Arterial blood gas measurements
Aortic puncture was performed at the time of sacrifice and arterial blood gases were measured.

Bronchoalveolar lavage
In these experiments, BAL was performed with the whole right lung, W:D lung ratio was performed with the basal part of the left lung, and the apical part of the left lung was excised, frozen in liquid nitrogen and stored at –80°C until use. The left bronchus was clamped to allow BAL of the right lung (middle and caudal lobes), using a tracheotomy tube. Five 4-mL aliquots of 37°C, sterile, pyrogen-free, 0.9% saline were flushed through the tracheotomy tube. The five fractions were recovered and pooled. The total number of cells was counted using a standard haemocytometer. The BAL fluid was then centrifuged at 300xg for 7 min. The supernatant was collected and stored at –80°C.

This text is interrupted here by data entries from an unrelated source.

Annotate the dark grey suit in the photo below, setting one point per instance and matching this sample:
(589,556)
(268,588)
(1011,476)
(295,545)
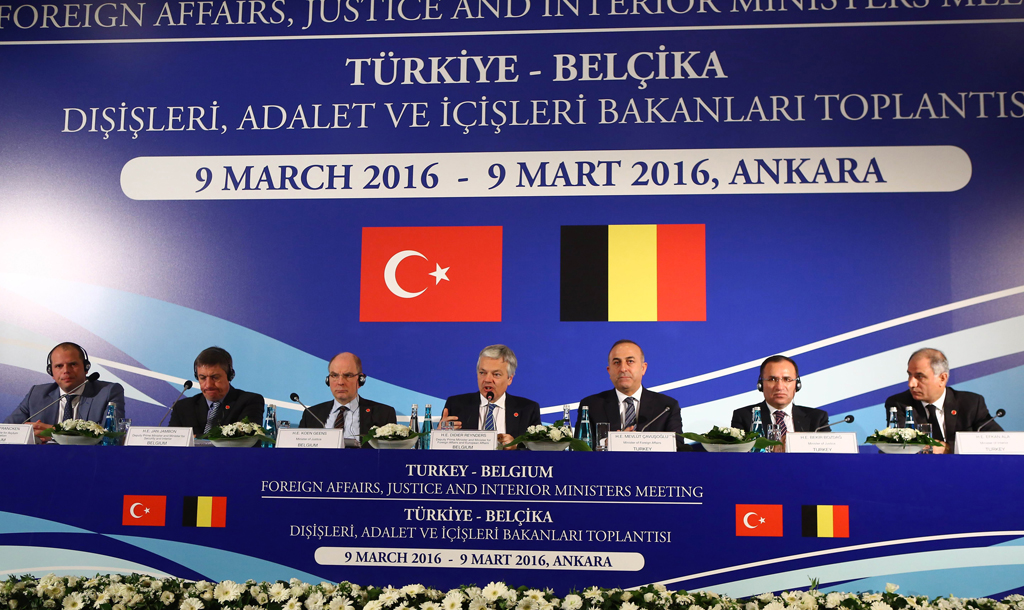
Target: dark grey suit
(805,419)
(91,406)
(520,412)
(659,410)
(962,410)
(371,414)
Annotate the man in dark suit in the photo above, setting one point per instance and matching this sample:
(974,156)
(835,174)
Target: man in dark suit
(779,382)
(219,402)
(493,407)
(945,408)
(348,410)
(630,405)
(70,396)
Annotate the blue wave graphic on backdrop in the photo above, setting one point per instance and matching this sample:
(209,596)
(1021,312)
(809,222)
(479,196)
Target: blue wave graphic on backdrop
(216,564)
(166,338)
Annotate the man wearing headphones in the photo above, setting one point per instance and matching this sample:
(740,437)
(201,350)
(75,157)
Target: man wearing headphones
(348,410)
(71,396)
(779,382)
(218,403)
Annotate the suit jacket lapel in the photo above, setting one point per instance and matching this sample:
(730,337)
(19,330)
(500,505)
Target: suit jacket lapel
(511,416)
(949,414)
(473,415)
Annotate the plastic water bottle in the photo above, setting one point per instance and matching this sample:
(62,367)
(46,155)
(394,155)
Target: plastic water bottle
(757,426)
(111,424)
(428,426)
(270,425)
(585,433)
(414,423)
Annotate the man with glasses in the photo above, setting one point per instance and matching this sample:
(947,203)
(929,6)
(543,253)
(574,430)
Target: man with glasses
(779,382)
(348,410)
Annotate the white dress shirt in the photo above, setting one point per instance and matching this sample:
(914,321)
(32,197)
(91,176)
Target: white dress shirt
(499,412)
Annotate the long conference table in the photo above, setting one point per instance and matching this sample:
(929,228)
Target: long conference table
(739,524)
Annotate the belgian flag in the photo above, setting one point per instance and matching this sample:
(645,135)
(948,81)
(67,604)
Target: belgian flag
(825,521)
(204,511)
(633,272)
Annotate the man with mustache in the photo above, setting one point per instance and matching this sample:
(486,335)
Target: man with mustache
(779,382)
(630,405)
(493,407)
(948,410)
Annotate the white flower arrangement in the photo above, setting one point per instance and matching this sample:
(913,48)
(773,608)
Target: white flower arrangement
(79,428)
(242,429)
(142,593)
(904,436)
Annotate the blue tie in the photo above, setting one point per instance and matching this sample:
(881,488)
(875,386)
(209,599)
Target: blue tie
(488,422)
(69,409)
(210,417)
(631,412)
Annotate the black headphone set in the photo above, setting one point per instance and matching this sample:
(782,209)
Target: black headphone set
(81,351)
(363,380)
(761,385)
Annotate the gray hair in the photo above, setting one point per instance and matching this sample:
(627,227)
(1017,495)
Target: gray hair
(935,357)
(502,352)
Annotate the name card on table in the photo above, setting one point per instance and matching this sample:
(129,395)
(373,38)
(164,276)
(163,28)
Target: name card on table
(990,443)
(16,434)
(821,442)
(310,438)
(641,441)
(479,440)
(140,436)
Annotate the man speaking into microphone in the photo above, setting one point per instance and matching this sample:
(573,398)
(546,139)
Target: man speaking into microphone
(493,407)
(219,402)
(71,396)
(630,406)
(779,381)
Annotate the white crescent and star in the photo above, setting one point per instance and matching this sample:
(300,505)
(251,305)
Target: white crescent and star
(392,266)
(748,523)
(131,510)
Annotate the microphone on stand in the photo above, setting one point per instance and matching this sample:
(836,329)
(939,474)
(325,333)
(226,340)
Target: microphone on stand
(644,429)
(846,420)
(998,414)
(92,377)
(185,386)
(295,398)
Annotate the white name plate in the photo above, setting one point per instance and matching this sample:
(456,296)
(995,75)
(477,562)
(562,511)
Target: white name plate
(310,438)
(140,436)
(990,443)
(641,441)
(821,442)
(16,434)
(464,440)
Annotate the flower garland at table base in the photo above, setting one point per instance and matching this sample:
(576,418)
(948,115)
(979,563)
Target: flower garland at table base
(144,593)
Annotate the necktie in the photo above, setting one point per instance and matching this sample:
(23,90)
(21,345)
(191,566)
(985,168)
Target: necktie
(211,418)
(488,422)
(934,421)
(780,421)
(69,409)
(631,412)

Wet-to-dry lung weight ratio
The freshly harvested left lung was separated, weighed, then dried at 40°C for 72 h, and finally weighed again. The W:D ratio was calculated by dividing the wet weight by the dry weight.

Preparation of rat lung homogenates
Lungs were excised, frozen in liquid nitrogen and stored at –80°C until use. Lung homogenates were prepared as described previously and then membrane fractions were used for the determination of sPLA2-IIA activity (see below) 4.

Bacterial culture
The concentration of bacteria was quantified as described 9, results were expressed as colony-forming units per gram of tissue or millilitre of BAL fluid.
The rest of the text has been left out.